Turns out, I yell out to the man at the top of the stairs “Sheriff’s Office!” “Drop the gun!!”, he quickly stiffens, and freezes.   

I get even louder with my commands “SHERIFF’S OFFICE!!” DROP THE GUN!” as I feel the rush of intensity building.   

I don’t want to get shot, and I don’t want to fail the exercise.   

He now turns his face to look at me, just his head.   

I KNOW that the speed at which a person facing me with a gun pointed at the ground, can actually be brought up to eye level and fired at me, faster than I can squeeze the trigger of my gun already pointed at that individual.  (This has been tested and empirically proven – See Force Science Institute® for more on this)  

Action will always beat reaction.  

Yet in this moment, I KNOW only his head is facing me.  I KNOW that in order for him to take the shot, he has to turn around and make a major twisting movement with his upper body and arms, swinging the barrel of the gun around in my direction. Obscuring this action from my view is not possible.  If he chooses to attempt that action, to try and turn around to shoot, I KNOW I will beat him to the trigger, and I will put him down.  This I KNOW.    

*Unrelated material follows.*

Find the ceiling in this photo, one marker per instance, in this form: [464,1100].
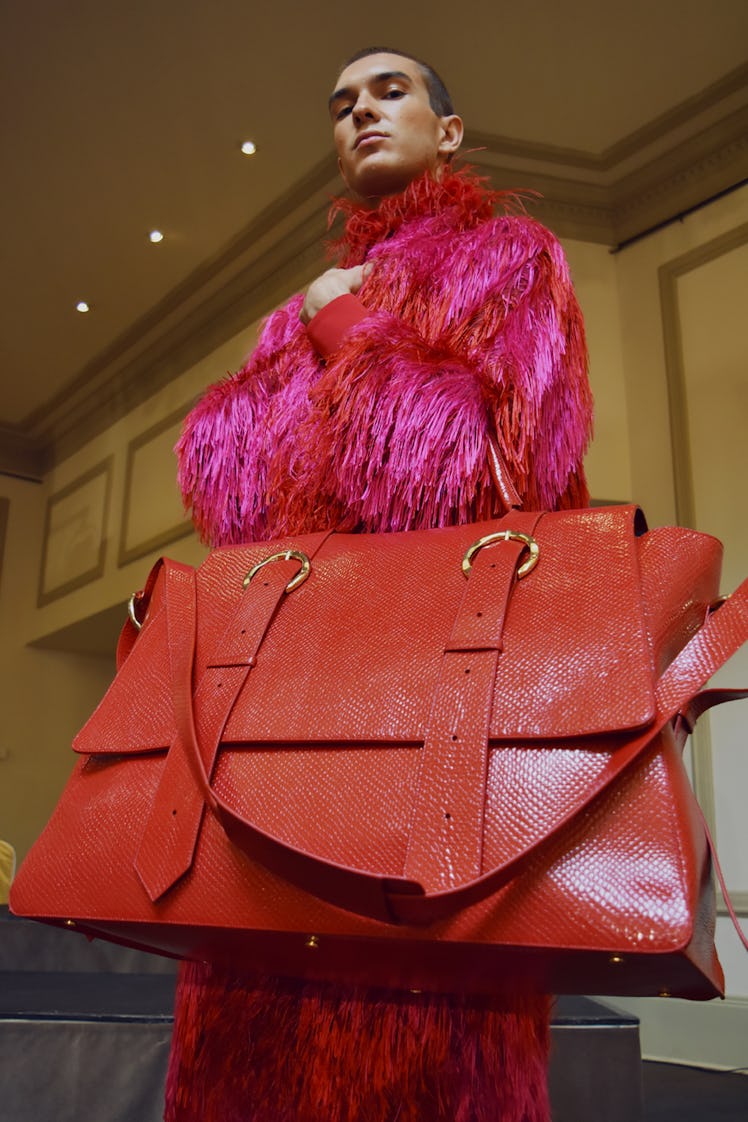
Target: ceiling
[119,118]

For this reason, I am able to hesitate and recalibrate, and seek to gain as much information about the situation as possible, as quickly as possible.  I attempt to read the body language and facial expression that I can now see. 

He is fearful.  He is not aggressive.  This could be a ploy.  This could be real.  

I again yell out, “DROP THE GUN, NOW!!”  After what seems like an eternity, he does.  

As the weapon begins to fall from his hand, he deliberately angles even more downward, in such a way that I can now see the bright red tip on the end of the barrel.  (While this was a training evolution and I know we are using blue rubber training guns, we are told at the beginning to treat them as real weapons) 

For this scenario, I now see that the instructors deliberately taped this one with red tape to simulate the toy-guns you see in the stores.   

It was meant to be a toy gun for this “shoot-don’t shoot” scenario.   

I immediately feel a huge rush of relief, as I realized I didn’t end up shooting a man with a toy gun.   

The man says to me “Ok, ok, please, please…!!”  “Don’t shoot, don’t shoot!” “I’m just playing cops and robbers with my kids” “I was trying to sneak up on them!”  “It’s fake, it’s fake!!”   

The scenario ends shortly after and I breathe a few more sighs of relief.  The instructor says, “Good job King.”  

“You had limited information. You of course had your belief about what you were facing and dealt with it the right way.”  “Though instead of making an instant decision based on very little information, you gathered more information in just a few more seconds on what you were facing and made a different decision than many others have.”   “We deliberately placed you in that location, at the bottom of the steps, with limited information.” “Many others to come through have used these few circumstances to justify taking the shot right away.” “You did not, good job.” While shoot/no-shoot decision making is not the same as choosing to pre-judge someone who is simply upset and/or challenging you on a topic, the results can be just as critical.  Do everything you can to weigh out all the facts before you make a decision. Consider you don’t know everything.  Safety first, then open yourself to consider there is more than just your perspective on the situation.  Think back to other times in your life when you “just knew” everything about a thing, and without a doubt were right, only to later realize (either on your own or someone else telling you) that you were incorrect, and really missed the boat.  I heard not long ago, that when you find yourself saying “I know all about this” you likely only know about 50% of all there is to know on it, as you have already convinced yourself that you know all there is on it, and are closed off to learning more.